Sen. Mitt Romney, R-Utah, is not pleased with his Republican colleagues' continued efforts to delay the upcoming Electoral College vote that will solidify President-elect Joe Biden's election victory. During an interview with NBC News' Frank Thorp, the Republican lawmaker described the legal challenges as "madness."
"This is madness. We have a process, recounts are appropriate, going to the court is approp & pursuing every legal avenue is appropriate, but trying to get electors not to do what the people voted to do is madness," Romney said on Tuesday. "It would be saying, 'Look, let's not follow the vote of the people, let's instead do it what we want, that would not be the way a democratic republic ought to work."

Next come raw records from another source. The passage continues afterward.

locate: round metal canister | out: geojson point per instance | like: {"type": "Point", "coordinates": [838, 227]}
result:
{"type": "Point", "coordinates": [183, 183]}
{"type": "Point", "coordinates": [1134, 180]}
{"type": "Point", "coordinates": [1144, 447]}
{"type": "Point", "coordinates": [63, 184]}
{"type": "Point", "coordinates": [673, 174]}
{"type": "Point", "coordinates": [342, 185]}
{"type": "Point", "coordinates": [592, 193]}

Romney's latest remarks are not the first he has made regarding the outcome of the election. Shortly after Biden was declared the winner of the election, Romney was one of the first Republican lawmakers to speak out. On day after the election was called, Romney urged the nation to "get behind" Biden.
The Utah senator's conversation with Thorp come just days after the state of Texas sued to overturn the election results in multiple battleground states Georgia, Pennsylvania, Michigan, and Wisconsin that Biden won. Prior to the Texas lawsuits, Trump and his legal campaign had a total of 46 post-election lawsuits thrown out of courts across the country.